This is the picture of a reworked beadweaving called Renu by Mary Ellen Merrigan of Mary Ellen Beads, Albuquerque.

How a Simple Beadweaving Renews Spirit and Structure

This blue beadweaving is from Mary Ellen Beads Albuquerque.
©2012, Mary Ellen Merrigan, Blue Beadweaving

Imagine my horror as this necklace slid from my grasp and shattered on the cement floor.

This is the beadweaving focal prior to the accident.
©2012, Mary Ellen Merrigan, Blue Beadweaving, focal before accident

I stared in disbelief at the jagged edge. My beautiful piece broke along the focal stone’s irregularities.

An ache in the pit of my stomach seemed to spread throughout my body. “No!” I wanted to scream. I’d purposefully left the bottom part of the stone open so natural light could reflect through it. “How would I ever fix that,” I wondered.

At the advice of fellow bead artists, I had a gem specialist slice the tear to even it out.
I couldn’t bear to look at the precise straight line of the piece. (What did I expect? A miracle? ) I couldn’t bring myself to take a picture of the misshapen stone.

For nearly two years, a project box held the original necklace along with extra, matching beads. I couldn’t bring myself to touch it.

I did make one attempt at redoing the piece. I had envisioned something with dangles that might distract the eye from the straight cut. I affixed pellon and stitched a few rows on the side. But it didn’t take. Sick at heart, I stowed the beauty in its project box.

When the spirit of completion overtook me this summer I vowed to return to my stunning blue beadweaving. It no longer pained me to handle it. I found myself enjoying how easily I conceived of new design elements and how well they formed a new, asymmetrical structure. In this version, three quarters of the back is now covered with leather.
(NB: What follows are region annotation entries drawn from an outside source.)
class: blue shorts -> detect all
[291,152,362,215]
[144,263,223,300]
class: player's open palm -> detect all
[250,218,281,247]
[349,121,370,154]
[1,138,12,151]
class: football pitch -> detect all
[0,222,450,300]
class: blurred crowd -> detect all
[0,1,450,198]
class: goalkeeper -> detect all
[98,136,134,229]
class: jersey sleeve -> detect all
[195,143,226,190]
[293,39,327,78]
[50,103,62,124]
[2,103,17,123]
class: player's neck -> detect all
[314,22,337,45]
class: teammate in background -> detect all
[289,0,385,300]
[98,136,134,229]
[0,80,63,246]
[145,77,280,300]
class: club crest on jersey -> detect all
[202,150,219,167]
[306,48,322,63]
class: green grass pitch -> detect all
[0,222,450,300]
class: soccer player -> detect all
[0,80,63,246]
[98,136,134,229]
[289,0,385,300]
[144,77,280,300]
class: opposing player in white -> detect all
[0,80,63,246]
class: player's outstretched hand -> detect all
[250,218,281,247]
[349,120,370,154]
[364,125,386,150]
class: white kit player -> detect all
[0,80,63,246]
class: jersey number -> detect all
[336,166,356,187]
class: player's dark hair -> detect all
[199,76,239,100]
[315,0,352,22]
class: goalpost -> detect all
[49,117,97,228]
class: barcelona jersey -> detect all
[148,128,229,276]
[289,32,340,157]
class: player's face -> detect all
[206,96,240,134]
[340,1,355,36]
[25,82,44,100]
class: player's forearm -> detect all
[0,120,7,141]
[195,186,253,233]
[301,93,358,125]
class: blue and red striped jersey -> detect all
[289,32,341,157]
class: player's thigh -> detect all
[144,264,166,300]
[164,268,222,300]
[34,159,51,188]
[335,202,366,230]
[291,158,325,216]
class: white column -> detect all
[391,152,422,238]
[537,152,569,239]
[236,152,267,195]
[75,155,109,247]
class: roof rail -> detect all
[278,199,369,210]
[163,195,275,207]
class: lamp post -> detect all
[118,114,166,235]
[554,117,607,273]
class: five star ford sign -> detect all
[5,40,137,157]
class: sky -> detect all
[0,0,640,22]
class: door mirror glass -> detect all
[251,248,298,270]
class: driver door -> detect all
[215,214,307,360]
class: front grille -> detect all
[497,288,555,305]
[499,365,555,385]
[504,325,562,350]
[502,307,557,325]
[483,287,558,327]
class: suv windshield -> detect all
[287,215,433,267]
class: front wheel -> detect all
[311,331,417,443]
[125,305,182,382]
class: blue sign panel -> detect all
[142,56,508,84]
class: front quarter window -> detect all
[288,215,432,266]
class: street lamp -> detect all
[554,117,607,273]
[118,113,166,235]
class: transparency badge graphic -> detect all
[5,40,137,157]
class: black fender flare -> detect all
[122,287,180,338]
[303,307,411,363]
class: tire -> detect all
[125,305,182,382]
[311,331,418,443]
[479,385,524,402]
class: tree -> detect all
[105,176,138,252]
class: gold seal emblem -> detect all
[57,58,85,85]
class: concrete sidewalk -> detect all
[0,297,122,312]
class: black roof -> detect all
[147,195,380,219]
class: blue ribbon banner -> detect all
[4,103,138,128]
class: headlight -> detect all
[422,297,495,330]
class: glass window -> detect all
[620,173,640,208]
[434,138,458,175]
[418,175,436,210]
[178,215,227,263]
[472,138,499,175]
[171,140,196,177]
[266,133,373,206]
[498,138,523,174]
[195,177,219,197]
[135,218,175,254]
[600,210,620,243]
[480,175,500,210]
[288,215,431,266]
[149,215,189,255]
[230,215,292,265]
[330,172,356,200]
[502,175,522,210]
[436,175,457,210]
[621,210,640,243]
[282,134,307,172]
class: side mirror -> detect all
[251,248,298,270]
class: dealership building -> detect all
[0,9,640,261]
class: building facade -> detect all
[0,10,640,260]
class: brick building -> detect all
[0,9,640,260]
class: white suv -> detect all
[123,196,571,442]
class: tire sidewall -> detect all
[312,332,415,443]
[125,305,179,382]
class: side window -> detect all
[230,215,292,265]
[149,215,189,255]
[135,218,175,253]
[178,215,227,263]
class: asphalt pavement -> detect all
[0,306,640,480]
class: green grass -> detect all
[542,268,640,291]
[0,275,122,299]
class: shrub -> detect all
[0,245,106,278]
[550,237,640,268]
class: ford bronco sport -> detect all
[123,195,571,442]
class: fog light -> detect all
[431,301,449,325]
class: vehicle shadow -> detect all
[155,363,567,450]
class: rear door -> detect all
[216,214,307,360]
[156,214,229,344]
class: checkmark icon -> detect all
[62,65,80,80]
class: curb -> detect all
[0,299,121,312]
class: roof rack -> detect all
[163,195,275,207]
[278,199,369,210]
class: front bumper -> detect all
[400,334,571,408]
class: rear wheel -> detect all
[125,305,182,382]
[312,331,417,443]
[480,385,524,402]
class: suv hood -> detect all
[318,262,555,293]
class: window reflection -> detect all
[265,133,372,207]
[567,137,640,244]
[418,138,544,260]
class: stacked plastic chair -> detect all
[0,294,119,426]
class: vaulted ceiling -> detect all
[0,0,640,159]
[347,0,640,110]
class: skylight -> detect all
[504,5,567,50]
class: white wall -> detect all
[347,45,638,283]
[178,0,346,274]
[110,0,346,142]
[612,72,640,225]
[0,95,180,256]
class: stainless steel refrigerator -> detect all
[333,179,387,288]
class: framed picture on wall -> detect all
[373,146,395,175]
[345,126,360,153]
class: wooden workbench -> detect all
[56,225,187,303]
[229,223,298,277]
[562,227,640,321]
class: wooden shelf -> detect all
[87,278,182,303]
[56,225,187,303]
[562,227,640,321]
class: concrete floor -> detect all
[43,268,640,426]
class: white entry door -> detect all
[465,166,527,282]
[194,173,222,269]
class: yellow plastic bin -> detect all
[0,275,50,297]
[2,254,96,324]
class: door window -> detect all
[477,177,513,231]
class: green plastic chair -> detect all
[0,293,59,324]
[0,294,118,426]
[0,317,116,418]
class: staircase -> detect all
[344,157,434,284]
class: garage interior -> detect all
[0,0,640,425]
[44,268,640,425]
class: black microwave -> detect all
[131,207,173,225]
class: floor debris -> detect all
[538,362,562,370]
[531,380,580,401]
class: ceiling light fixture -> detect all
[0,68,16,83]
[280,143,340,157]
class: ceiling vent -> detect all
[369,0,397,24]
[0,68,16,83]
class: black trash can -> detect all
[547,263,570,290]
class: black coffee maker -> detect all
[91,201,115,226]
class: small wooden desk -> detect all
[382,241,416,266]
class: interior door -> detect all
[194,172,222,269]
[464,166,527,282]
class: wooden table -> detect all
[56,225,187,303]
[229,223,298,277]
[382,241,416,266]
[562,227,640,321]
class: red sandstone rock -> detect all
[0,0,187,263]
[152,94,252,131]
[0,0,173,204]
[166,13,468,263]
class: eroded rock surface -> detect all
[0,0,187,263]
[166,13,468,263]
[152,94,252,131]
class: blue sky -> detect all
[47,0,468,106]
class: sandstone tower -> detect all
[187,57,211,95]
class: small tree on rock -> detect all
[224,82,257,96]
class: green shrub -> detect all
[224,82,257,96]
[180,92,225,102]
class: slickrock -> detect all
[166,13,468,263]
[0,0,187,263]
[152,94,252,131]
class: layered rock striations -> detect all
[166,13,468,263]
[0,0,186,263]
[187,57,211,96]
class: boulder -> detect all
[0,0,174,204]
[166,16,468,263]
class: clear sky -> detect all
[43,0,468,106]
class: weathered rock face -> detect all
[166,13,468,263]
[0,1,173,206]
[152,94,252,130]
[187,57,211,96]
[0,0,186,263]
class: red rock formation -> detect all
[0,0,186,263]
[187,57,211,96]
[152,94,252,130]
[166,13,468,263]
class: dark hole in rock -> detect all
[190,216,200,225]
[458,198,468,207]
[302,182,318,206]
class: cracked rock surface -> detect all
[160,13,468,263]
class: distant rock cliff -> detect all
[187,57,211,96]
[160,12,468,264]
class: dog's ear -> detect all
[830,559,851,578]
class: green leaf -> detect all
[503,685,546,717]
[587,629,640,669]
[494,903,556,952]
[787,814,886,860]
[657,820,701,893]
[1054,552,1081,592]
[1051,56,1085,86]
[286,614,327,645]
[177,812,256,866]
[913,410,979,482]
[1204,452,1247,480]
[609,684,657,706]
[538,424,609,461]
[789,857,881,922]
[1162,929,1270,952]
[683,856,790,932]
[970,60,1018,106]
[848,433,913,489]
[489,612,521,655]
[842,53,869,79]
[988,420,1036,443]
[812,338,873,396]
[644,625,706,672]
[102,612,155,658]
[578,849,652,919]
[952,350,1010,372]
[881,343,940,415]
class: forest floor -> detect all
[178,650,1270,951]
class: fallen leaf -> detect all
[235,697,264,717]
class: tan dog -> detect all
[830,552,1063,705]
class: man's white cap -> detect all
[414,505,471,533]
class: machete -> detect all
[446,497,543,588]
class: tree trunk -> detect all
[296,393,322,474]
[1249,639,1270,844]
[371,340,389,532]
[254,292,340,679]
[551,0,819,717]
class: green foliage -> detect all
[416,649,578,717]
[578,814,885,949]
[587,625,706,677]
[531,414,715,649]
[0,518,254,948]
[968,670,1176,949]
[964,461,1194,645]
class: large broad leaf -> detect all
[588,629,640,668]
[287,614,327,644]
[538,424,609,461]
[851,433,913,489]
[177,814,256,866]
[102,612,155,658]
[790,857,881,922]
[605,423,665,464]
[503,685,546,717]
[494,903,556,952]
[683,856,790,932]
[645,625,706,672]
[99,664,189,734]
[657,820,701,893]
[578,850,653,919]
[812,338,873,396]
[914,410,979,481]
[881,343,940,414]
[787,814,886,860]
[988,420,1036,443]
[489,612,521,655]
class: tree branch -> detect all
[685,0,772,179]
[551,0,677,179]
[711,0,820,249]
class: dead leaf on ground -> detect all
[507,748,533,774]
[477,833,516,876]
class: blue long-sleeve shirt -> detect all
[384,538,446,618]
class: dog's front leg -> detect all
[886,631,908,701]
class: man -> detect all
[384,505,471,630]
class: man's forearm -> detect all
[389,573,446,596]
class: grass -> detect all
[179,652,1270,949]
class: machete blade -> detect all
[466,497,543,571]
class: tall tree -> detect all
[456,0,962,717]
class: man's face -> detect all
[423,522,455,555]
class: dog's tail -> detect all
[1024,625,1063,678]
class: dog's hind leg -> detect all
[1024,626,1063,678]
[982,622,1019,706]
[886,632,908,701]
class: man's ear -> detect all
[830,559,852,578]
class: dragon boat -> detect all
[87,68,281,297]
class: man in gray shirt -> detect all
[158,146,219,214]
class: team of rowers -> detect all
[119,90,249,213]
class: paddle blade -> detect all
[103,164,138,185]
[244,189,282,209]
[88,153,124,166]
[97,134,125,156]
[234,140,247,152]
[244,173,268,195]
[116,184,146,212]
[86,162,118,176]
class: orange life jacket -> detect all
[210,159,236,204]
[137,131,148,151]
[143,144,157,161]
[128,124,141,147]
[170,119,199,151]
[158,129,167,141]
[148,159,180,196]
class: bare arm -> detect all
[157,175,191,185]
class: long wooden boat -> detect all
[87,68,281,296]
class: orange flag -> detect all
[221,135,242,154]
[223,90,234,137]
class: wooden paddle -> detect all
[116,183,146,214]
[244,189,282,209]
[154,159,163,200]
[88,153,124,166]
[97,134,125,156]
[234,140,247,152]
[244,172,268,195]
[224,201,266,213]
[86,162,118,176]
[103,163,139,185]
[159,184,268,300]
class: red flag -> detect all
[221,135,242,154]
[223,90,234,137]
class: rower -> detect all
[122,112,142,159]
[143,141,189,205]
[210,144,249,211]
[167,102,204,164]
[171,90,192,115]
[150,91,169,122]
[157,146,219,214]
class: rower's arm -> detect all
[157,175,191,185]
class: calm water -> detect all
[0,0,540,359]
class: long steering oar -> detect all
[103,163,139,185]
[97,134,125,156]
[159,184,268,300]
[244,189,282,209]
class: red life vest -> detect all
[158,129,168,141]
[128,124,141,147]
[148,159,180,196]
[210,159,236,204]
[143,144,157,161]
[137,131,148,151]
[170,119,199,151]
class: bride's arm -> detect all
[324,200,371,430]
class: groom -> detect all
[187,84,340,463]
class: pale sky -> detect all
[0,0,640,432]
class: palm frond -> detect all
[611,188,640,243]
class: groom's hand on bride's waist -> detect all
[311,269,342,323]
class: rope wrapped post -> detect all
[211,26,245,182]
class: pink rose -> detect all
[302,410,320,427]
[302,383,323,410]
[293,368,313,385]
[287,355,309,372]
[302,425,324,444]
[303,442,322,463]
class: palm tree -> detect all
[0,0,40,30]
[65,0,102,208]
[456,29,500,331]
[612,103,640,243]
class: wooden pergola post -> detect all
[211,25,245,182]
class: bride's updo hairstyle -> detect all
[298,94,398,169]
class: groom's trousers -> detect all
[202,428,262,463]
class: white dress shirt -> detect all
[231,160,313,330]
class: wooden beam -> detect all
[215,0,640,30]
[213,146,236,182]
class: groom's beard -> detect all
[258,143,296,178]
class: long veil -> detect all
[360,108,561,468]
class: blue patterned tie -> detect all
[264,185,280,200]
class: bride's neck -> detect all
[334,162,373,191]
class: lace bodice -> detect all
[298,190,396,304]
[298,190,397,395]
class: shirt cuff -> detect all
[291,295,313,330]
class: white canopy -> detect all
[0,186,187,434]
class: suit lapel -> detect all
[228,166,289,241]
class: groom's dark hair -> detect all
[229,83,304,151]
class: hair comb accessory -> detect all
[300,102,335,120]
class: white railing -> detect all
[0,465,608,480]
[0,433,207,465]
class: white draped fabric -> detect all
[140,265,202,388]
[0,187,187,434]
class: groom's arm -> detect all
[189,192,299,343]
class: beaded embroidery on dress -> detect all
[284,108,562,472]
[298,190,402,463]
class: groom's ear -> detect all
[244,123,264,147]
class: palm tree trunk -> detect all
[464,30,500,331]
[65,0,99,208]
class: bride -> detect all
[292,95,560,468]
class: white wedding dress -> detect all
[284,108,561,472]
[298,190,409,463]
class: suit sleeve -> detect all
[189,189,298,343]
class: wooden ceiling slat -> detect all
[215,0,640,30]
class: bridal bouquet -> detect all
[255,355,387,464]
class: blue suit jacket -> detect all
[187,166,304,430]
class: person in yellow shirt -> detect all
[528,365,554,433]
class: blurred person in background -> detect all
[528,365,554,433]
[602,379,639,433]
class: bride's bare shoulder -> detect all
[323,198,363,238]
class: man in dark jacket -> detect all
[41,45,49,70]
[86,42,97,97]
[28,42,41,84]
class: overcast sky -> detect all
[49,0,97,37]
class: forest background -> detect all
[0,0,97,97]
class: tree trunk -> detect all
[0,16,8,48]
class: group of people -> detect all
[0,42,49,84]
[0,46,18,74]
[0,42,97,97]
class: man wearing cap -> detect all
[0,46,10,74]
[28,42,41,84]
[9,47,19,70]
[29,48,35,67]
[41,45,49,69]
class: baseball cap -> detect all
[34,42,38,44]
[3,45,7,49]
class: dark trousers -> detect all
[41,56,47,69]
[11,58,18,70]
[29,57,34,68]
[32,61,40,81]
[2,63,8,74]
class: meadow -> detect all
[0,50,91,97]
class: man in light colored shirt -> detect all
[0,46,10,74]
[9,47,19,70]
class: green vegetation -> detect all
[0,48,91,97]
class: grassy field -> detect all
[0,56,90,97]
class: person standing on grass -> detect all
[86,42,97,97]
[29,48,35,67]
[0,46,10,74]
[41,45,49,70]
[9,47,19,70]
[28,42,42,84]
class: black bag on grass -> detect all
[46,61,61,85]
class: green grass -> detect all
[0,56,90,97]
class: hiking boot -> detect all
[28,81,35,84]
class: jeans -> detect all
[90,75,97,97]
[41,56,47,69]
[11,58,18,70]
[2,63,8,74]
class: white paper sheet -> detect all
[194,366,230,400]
This is the picture of a reworked beadweaving called Renu by Mary Ellen Merrigan of Mary Ellen Beads, Albuquerque.
©2016, Mary Ellen Merrigan, Renu Beadweaving

Instead of edging the beadweaving with dangles, I added waves of beads with crystals galore. I used almost the same elements as in the original, although I lengthened the necklace by three inches and added sterling silver spacers throughout.

What did I learn?

  • I discovered an appreciation for the healing power of time. The months in-between the accident and my second attempt at the project gave me emotional detachment.
  • As a result of my continued beading practice during that time, my skills improved.
  • Structural peyote stitch skills contributed to an improved design.
  • I realized power and satisfaction in completion.

With that energy, I began to create anew.

My final design as shown here incorporates flow. That element, above all, is essential to the soul of beading and to my beading soul.